In my role as an artist of conversation with Max, Martin and their parents, I have found particularly helpful social constructionism's focus on the power of dialogue to open up a multiverse. This has allowed me to perceive family-professional exchanges as encompassing both explanation and understanding. In encounters, our shared search for a multiverse appears liberating because it creates a wide-angle perspective. When we become curious instead of critical about how people engage in one another’s reality, we open for the assessment of alternative paths (Anderson, 1997). My understanding of the social constructionist perspective gives me courage, acceptance and belief in the power of dialogue.

Illness Phenomena: A Meeting of Medical and Phenomenological Perspectives

Illness as a phenomenon encompasses different dimensions of human life, and as a phenomenon, it consists both of narratives and physiological conditions. A lifeworld such as that which Max, Martin and their parents must manage brings with it a need for knowledge and help with medical, psychological and social arenas. The more intricate and complex the condition, the greater the need for thoroughness in finding ways to provide a holistic service. The challenges faced by the family, therefore, also involve ideas not immediately embraced by systemic perspectives.
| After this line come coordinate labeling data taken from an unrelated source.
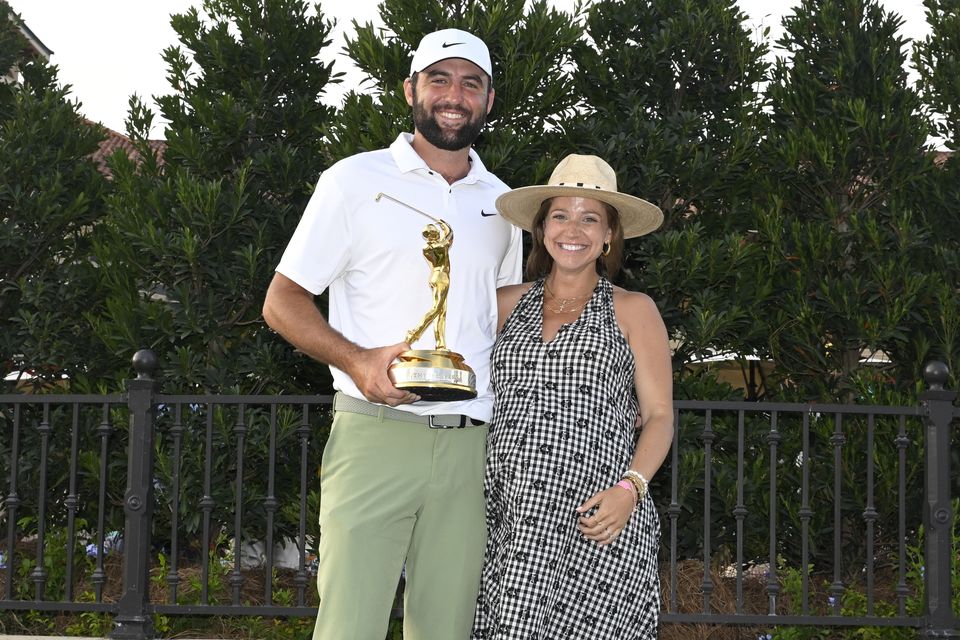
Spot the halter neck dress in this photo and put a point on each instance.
(562, 430)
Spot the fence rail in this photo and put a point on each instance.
(774, 514)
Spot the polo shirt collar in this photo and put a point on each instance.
(409, 160)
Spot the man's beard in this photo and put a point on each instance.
(452, 140)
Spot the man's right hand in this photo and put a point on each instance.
(369, 369)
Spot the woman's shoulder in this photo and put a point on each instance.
(511, 293)
(507, 299)
(634, 307)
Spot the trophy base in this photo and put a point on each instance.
(436, 376)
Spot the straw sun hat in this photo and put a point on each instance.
(586, 177)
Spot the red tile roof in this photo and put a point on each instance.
(118, 142)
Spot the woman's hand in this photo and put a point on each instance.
(614, 506)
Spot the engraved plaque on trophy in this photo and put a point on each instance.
(434, 374)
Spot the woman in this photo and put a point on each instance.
(579, 366)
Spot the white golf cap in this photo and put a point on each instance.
(451, 43)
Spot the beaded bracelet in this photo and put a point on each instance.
(629, 486)
(638, 481)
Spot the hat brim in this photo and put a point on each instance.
(637, 216)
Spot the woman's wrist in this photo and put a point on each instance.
(629, 486)
(638, 481)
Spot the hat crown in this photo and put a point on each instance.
(451, 43)
(584, 171)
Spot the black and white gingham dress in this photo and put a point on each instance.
(562, 430)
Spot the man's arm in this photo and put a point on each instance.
(289, 310)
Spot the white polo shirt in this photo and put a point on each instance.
(370, 255)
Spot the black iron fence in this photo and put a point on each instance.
(774, 515)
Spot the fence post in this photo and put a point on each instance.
(134, 620)
(937, 404)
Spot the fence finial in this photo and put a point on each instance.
(145, 364)
(935, 374)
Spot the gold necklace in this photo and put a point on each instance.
(563, 302)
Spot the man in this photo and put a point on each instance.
(401, 479)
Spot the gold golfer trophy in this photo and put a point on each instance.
(434, 374)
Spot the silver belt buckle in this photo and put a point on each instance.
(434, 425)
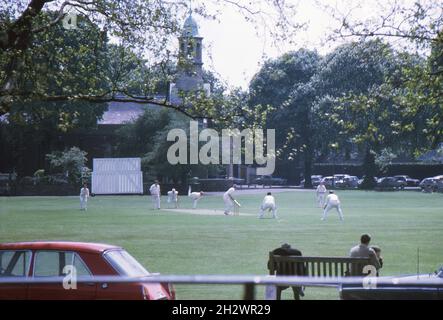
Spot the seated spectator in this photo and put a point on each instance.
(379, 256)
(287, 250)
(364, 251)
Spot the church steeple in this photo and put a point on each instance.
(190, 55)
(190, 63)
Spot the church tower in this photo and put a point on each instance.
(190, 62)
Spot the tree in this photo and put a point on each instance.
(70, 162)
(141, 26)
(417, 93)
(146, 138)
(285, 85)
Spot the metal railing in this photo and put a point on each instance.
(248, 281)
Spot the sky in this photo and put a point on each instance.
(235, 51)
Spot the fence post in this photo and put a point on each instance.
(249, 291)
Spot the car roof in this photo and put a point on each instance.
(58, 245)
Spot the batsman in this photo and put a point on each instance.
(229, 200)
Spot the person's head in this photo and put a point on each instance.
(376, 249)
(286, 246)
(365, 239)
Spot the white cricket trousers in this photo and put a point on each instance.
(229, 205)
(268, 206)
(320, 199)
(331, 206)
(194, 205)
(83, 203)
(156, 201)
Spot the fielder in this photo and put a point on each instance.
(268, 204)
(155, 194)
(195, 196)
(84, 195)
(229, 200)
(321, 193)
(332, 201)
(173, 197)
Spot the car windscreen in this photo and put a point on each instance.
(125, 264)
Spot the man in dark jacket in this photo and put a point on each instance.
(287, 250)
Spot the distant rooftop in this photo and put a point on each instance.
(190, 27)
(123, 112)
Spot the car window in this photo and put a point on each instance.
(125, 264)
(52, 263)
(14, 263)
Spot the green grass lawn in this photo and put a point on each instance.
(177, 243)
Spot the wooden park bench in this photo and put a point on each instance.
(316, 266)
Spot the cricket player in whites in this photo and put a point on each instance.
(332, 201)
(321, 193)
(229, 200)
(84, 195)
(155, 194)
(268, 204)
(195, 196)
(173, 197)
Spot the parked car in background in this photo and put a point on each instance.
(315, 179)
(397, 288)
(350, 182)
(360, 181)
(431, 184)
(270, 181)
(390, 183)
(47, 259)
(408, 180)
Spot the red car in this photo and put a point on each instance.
(37, 260)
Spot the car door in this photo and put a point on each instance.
(14, 263)
(53, 264)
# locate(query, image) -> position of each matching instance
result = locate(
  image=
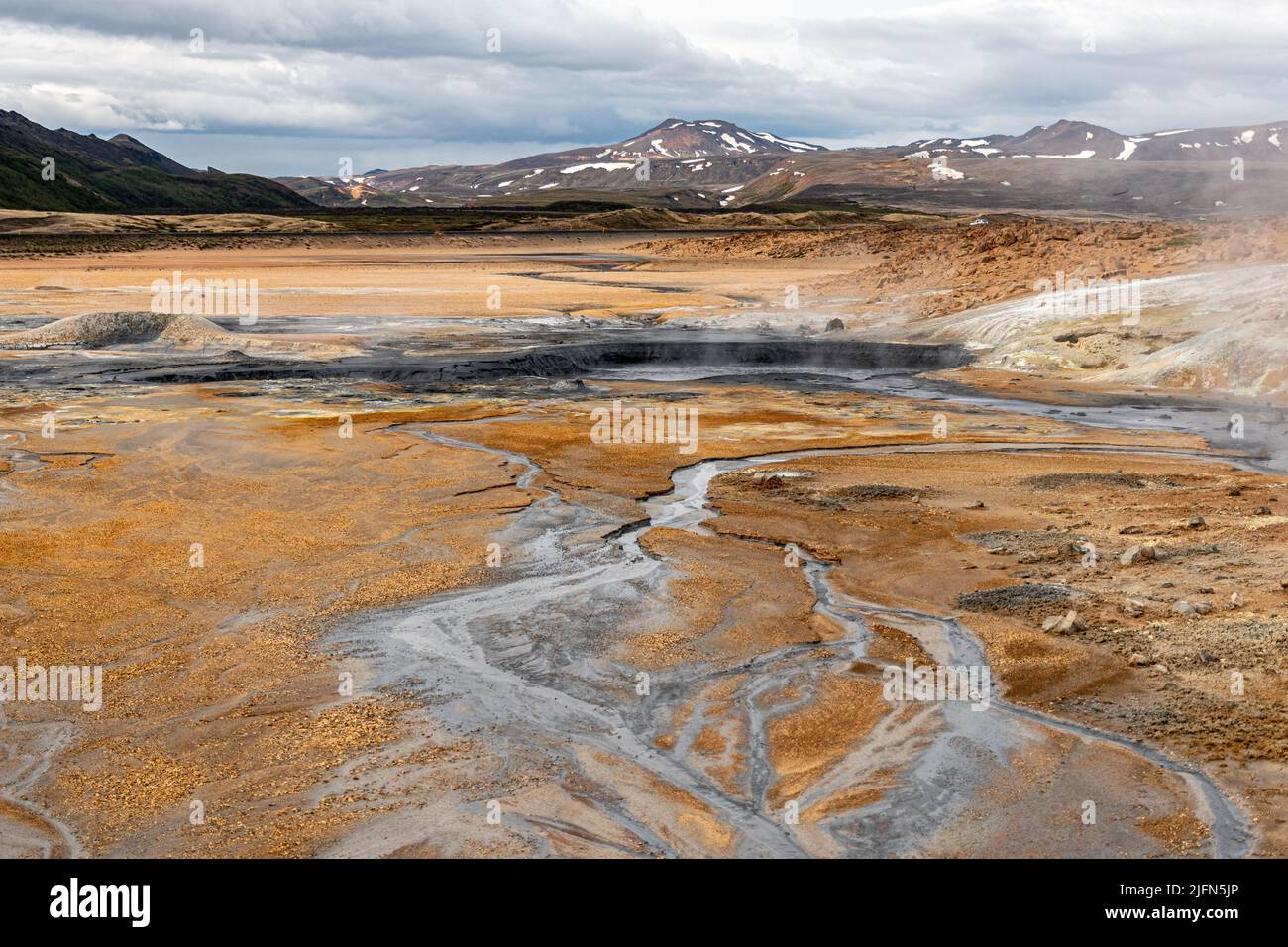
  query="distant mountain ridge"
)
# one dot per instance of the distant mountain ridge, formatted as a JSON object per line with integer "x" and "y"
{"x": 117, "y": 175}
{"x": 709, "y": 162}
{"x": 1082, "y": 141}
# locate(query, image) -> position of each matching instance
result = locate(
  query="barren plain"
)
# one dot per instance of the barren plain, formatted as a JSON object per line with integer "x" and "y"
{"x": 364, "y": 579}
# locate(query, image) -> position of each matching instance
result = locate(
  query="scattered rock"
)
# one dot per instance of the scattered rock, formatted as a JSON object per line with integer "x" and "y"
{"x": 1133, "y": 607}
{"x": 1138, "y": 553}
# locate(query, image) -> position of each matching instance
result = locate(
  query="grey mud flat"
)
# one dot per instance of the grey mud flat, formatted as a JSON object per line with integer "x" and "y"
{"x": 522, "y": 660}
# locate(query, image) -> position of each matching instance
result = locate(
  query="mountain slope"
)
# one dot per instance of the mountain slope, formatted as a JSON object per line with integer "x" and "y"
{"x": 119, "y": 174}
{"x": 702, "y": 158}
{"x": 1080, "y": 140}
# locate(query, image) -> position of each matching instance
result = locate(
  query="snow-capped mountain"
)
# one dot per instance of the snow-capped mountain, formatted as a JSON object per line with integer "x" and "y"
{"x": 678, "y": 138}
{"x": 1082, "y": 141}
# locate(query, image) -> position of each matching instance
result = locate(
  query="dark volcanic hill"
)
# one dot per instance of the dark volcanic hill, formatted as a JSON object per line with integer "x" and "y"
{"x": 117, "y": 175}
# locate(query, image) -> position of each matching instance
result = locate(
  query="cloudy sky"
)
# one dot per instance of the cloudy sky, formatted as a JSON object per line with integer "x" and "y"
{"x": 290, "y": 86}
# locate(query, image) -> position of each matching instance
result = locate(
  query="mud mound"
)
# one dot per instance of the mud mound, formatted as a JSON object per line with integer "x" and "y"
{"x": 1064, "y": 480}
{"x": 1021, "y": 540}
{"x": 877, "y": 491}
{"x": 1018, "y": 599}
{"x": 106, "y": 329}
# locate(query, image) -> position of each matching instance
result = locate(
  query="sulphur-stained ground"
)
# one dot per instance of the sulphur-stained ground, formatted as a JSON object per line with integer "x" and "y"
{"x": 346, "y": 615}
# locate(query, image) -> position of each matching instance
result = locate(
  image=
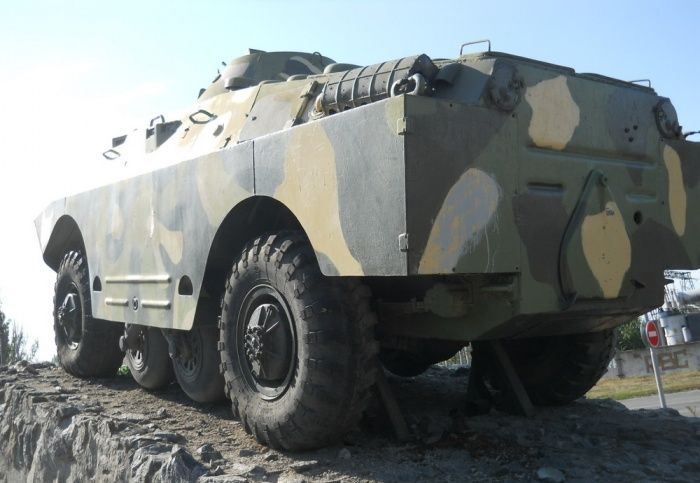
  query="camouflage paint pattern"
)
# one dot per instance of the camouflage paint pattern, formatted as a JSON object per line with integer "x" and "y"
{"x": 546, "y": 193}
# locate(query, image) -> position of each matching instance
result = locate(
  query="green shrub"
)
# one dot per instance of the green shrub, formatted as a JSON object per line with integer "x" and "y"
{"x": 629, "y": 336}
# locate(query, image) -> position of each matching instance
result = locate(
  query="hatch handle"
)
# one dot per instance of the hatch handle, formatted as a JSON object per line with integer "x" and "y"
{"x": 639, "y": 81}
{"x": 159, "y": 116}
{"x": 111, "y": 154}
{"x": 487, "y": 41}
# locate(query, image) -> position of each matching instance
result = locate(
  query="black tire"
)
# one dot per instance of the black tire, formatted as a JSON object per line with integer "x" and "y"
{"x": 86, "y": 347}
{"x": 416, "y": 355}
{"x": 150, "y": 364}
{"x": 557, "y": 370}
{"x": 317, "y": 386}
{"x": 197, "y": 367}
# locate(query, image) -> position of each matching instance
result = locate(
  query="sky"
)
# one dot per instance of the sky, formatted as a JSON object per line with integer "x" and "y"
{"x": 74, "y": 74}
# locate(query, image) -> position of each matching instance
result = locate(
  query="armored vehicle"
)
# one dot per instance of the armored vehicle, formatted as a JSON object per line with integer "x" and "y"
{"x": 305, "y": 221}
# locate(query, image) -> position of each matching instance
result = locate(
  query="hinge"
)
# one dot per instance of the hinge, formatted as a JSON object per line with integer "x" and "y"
{"x": 403, "y": 125}
{"x": 403, "y": 242}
Families do not need either-or, but both: to explain and to understand. In my effort to keep family-professional dialogues open to the multiverse with families like this one, I have found resources in the work of medical philosopher Fredrik Svenaeus (2011) who views these ideas as well-suited to achieving an understanding of the special requirements of lifeworld’s altered by serious illness. Being the parent of a dying child can be experienced in terms of existential threat that becomes anchored in the body as physical pain and despair. The threat of the loss of a child can be experienced as an existential crisis in which being-in-the-world changes character and becomes unhomely in a threatening and chaotic manner. For parents, explanations are sought in which the chaos story can be made more understandable and eventually replaced by a restitution narrative. Svenaeus also describes a third type of narrative, the quest narrative, the path between these two. In this story, parents can redefine the situation from threat to one in which they can find new meaning because the meaning structure of narrative can be opened, unpacked and displayed in new ways (Svenaeus, 2011).

Mother: What was so strange was that they didn’t find anything wrong, not on the tests, not in the pictures. And then of course you think, there’s nothing wrong, it’ll probably be fine. But then everything got worse. When the boys finally got the diagnosis, we screamed non-stop for two days. I remember the feeling of waking up but still being caught in the nightmare. It was as though someone ripped the rug out from under my feet, and underneath there wasn’t a floor, just a black hole.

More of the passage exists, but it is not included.